Yesterday, we climbed to the top of a Rocky Mountain, enjoying the pure air, astounding flowers, loud marmots, and views of peaks a hundred miles away.
On the lower slopes of our climb, the columbines still sang their summer song, covering entire hillsides in their pale blue and white hue.
Next to the boulder-strewn trail that led to our peak, flowers somehow eked out an existence, painting the landscape green, yellow, and white. Our peak loomed high above us.
Alpine Avens dotted the ground next to the trail at this elevation.
After more hard climbing the pyramidal peak looked almost impossible to scale and the trail appeared to drop off the other side of the saddle that we approached.
Once we reached that saddle, a view of the largest Colorado glacier met us with its lakes like turquoise jewels in the talus.
K looked happy and care-free.
R enjoyed the view and sampled the wind with his tongue.
As we lingered in that last flat spot prior to starting the hard part of the climb, we noticed a marmot gazing at the same view.
The climb challenged me. The footing was precarious with huge boulders and small rocks plus a sheer drop-off toward the glacier and its lakes on one side.
At about the point when dropoff got too close and the upward view looked like this, I tremulously said that the climb was getting too precarious for me.
The eager looks on the pups' faces were my motivation - I would climb this mountain!
Of course, R reached the peak first and propped himself to tower over us, well over 13,000'! Notice the "Devil's Gargoyles" jutting up from the knife-like ridge behind him.
The peak was calm and warm - a rare ambiance for such a rugged point. K balanced atop the world.
And gazed into the distance.
She posed with the compass pointing to other peaks, nearby and faraway, in Colorado. This plate was placed atop the mountain in 1928!
Even in the fierce environment on top of a Rocky Mountain, Alpine Spring Beauties flowered in the crevices.
On our way down, the big yellow faces of Old Men of the Mountain turned to the east, away from the late afternoon sun.
Marmots, huge rodents that weigh up to about 10 lbs, seemed to pop up from every boulder, whistling warning calls to their colonies. One colony's lookout guard appears in the middle of the photo below.
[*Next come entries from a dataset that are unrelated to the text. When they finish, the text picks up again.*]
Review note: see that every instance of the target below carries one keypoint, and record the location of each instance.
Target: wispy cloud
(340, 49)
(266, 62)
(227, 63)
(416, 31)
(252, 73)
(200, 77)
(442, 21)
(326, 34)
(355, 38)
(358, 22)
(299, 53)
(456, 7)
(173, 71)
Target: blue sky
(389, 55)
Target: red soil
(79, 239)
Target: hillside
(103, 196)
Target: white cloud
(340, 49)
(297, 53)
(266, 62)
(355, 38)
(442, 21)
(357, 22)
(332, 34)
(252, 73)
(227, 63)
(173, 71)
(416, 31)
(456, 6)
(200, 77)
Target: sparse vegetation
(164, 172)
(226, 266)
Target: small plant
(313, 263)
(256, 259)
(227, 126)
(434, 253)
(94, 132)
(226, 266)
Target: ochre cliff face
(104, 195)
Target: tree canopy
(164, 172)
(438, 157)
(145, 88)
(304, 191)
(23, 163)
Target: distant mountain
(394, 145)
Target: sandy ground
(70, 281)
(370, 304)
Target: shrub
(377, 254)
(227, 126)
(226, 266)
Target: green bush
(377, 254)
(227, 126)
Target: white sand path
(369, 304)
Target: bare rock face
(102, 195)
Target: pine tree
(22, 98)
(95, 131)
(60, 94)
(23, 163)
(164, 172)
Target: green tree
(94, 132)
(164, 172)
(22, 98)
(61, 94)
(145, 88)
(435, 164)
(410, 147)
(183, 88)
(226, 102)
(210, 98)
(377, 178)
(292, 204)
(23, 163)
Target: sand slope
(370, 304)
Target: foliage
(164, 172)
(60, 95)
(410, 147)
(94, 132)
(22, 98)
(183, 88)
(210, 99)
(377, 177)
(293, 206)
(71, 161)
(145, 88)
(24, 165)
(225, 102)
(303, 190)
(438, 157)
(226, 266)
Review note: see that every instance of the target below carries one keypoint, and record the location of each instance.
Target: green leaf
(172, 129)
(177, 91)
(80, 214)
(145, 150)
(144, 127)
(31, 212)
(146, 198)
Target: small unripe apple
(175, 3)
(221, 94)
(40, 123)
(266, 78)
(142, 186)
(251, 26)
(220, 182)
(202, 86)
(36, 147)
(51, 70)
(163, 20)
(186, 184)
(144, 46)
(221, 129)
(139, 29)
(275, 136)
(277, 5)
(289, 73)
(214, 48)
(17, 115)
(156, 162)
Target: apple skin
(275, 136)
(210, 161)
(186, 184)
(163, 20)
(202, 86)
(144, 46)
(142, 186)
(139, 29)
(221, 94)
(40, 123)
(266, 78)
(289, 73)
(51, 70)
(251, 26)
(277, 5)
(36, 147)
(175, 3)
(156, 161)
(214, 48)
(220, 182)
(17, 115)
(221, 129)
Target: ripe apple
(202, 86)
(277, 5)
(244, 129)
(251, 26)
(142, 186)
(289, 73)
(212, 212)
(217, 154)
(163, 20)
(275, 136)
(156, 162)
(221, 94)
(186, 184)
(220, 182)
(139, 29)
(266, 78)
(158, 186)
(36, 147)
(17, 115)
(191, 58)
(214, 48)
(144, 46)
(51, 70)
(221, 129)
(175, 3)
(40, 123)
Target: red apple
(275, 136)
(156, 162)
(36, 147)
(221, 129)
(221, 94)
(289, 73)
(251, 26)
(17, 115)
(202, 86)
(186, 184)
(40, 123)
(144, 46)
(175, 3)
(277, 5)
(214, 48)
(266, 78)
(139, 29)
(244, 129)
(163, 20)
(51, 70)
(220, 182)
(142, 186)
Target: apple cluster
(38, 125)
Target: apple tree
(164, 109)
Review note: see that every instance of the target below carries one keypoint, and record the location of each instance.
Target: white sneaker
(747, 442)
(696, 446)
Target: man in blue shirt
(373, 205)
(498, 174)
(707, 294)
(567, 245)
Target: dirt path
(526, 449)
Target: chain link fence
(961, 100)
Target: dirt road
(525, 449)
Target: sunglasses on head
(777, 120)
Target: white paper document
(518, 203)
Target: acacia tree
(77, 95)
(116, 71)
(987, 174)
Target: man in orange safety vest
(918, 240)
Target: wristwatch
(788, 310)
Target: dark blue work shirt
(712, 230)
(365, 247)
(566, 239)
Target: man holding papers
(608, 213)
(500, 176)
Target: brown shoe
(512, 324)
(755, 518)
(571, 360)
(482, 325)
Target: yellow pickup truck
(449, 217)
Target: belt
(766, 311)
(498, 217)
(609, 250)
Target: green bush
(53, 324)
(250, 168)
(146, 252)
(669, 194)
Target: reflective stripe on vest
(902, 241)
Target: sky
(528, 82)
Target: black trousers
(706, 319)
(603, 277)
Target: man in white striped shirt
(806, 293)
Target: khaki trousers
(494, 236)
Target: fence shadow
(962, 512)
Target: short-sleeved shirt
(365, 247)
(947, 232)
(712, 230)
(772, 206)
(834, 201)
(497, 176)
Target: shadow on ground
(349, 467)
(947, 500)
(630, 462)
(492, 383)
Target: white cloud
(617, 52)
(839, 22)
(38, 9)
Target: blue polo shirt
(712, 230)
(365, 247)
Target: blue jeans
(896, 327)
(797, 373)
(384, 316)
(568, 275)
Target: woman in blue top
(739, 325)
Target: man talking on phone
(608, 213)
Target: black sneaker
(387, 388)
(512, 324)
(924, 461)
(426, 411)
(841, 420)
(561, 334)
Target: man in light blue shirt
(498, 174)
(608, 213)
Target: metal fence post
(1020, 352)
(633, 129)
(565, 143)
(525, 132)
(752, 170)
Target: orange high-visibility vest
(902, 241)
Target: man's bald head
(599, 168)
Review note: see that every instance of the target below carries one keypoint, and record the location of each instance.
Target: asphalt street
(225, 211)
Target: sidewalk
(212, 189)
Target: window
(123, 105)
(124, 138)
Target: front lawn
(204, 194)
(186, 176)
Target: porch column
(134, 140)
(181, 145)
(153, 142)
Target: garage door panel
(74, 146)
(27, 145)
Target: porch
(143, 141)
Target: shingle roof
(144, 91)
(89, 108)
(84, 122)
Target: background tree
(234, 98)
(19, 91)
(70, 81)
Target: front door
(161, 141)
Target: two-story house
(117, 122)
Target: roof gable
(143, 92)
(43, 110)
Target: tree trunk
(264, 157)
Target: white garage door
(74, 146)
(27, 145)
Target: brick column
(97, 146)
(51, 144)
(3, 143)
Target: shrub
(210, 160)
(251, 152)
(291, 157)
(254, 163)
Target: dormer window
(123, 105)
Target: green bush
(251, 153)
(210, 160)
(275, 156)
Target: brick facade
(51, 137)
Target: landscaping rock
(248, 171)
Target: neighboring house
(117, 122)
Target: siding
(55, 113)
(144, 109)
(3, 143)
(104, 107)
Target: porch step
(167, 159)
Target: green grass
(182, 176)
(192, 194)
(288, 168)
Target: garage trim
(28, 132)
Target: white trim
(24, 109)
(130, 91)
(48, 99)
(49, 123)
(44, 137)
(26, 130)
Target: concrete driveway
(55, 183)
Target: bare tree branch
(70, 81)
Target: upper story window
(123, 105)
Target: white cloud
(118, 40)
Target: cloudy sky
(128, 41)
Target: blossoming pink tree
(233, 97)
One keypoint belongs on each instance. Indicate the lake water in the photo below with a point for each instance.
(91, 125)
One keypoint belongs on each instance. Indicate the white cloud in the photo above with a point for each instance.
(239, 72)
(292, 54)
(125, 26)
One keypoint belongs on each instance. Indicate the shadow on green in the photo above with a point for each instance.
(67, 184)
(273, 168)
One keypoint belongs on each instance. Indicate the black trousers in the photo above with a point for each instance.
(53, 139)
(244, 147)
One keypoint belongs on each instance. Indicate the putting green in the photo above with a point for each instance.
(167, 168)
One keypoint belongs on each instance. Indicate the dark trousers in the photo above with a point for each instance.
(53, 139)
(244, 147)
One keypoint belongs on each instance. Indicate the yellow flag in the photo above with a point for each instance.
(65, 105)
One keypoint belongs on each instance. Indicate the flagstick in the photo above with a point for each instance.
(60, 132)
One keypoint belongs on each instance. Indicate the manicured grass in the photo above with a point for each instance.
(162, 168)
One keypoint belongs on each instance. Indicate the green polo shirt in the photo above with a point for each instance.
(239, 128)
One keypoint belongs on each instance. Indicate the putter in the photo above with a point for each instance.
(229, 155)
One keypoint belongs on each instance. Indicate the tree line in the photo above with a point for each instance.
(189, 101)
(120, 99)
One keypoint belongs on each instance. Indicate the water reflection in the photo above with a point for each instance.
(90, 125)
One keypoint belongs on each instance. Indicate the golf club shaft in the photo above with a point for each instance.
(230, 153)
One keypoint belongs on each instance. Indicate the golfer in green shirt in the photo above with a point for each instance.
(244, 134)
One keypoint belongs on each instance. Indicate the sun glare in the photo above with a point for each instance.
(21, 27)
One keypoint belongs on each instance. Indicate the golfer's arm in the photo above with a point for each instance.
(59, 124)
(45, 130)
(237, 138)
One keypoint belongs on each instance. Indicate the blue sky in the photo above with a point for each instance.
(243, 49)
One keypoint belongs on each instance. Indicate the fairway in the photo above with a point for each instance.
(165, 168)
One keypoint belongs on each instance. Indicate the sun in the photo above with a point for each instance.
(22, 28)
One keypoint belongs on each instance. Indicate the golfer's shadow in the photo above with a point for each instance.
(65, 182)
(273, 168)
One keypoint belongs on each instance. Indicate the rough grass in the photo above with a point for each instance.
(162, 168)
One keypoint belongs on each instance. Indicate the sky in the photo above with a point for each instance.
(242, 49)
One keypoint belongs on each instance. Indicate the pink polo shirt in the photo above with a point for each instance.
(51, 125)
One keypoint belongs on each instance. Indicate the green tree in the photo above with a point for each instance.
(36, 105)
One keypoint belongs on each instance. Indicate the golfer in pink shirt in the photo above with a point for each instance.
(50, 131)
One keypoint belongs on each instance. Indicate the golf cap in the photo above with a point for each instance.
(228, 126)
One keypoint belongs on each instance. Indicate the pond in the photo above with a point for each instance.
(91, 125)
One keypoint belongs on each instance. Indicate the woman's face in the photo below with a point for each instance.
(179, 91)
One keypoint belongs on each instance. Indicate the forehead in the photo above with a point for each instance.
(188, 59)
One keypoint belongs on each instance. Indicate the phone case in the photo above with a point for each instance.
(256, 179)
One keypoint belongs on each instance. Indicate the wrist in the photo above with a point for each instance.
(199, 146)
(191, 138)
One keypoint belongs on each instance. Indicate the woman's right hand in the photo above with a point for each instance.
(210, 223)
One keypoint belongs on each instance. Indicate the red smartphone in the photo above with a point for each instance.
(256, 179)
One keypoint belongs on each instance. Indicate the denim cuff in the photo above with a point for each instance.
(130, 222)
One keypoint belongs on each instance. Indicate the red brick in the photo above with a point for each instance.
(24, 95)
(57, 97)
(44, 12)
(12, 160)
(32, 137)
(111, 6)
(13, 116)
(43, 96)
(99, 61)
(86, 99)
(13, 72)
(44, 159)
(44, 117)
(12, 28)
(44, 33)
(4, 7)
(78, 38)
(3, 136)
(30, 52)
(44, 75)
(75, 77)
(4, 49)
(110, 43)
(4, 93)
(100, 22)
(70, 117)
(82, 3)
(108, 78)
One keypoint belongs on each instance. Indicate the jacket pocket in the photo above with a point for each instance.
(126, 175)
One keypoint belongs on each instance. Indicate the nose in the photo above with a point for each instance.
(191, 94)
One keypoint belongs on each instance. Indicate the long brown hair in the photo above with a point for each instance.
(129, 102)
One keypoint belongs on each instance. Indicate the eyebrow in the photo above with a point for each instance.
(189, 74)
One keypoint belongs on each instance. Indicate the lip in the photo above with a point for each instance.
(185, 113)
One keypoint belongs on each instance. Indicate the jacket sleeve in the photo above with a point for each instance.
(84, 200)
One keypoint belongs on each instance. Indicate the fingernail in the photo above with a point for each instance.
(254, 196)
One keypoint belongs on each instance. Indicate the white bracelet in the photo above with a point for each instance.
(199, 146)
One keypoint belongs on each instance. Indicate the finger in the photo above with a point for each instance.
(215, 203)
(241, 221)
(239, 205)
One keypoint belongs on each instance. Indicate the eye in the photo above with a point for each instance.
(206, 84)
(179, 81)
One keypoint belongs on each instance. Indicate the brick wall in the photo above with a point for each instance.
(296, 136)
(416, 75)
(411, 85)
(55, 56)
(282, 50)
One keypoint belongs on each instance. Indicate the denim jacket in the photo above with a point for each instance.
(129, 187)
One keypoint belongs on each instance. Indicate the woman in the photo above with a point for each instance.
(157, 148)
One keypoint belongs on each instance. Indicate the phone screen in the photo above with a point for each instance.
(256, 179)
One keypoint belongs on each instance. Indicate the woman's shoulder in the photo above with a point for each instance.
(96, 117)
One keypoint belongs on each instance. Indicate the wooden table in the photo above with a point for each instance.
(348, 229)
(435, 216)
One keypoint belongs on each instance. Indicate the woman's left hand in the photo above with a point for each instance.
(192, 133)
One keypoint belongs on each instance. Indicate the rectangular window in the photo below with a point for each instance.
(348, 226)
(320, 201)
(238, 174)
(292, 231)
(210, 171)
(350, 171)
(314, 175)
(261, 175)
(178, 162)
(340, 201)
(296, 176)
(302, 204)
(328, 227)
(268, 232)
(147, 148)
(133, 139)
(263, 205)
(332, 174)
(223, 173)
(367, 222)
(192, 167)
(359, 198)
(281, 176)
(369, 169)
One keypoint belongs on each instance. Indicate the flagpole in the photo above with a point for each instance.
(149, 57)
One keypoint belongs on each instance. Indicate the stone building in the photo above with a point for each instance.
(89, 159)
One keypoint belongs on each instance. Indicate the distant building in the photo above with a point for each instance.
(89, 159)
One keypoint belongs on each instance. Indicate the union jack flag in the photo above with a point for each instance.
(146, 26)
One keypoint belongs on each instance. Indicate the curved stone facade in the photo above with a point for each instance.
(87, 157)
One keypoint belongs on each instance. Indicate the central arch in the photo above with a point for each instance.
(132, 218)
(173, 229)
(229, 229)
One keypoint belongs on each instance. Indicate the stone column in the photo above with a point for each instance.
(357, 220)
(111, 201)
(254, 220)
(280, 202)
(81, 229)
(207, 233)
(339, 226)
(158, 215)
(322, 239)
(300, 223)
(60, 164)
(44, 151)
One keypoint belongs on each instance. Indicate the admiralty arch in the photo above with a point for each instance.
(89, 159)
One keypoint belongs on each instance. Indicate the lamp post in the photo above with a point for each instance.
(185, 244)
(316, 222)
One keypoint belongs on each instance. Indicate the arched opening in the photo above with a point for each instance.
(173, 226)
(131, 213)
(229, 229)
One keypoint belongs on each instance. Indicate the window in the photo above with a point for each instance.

Our best sighting was when we spotted two adult marmots with a quartet of pups. Two of the pups briefly played while their guardians watched. One guardian was probably their mother, and the other might have been their father or another adult from the colony. These pups probably emerged from the den very recently and will stay with their colony until they're about 2 years old. Then, some of them will disperse to other colonies to breed. A colony usually consists of a male, several breeding females, yearlings, and young.
As we descended, a shimmering vision of the lake that the Duo swam in on our last alpine hike appeared - a truly magical sight.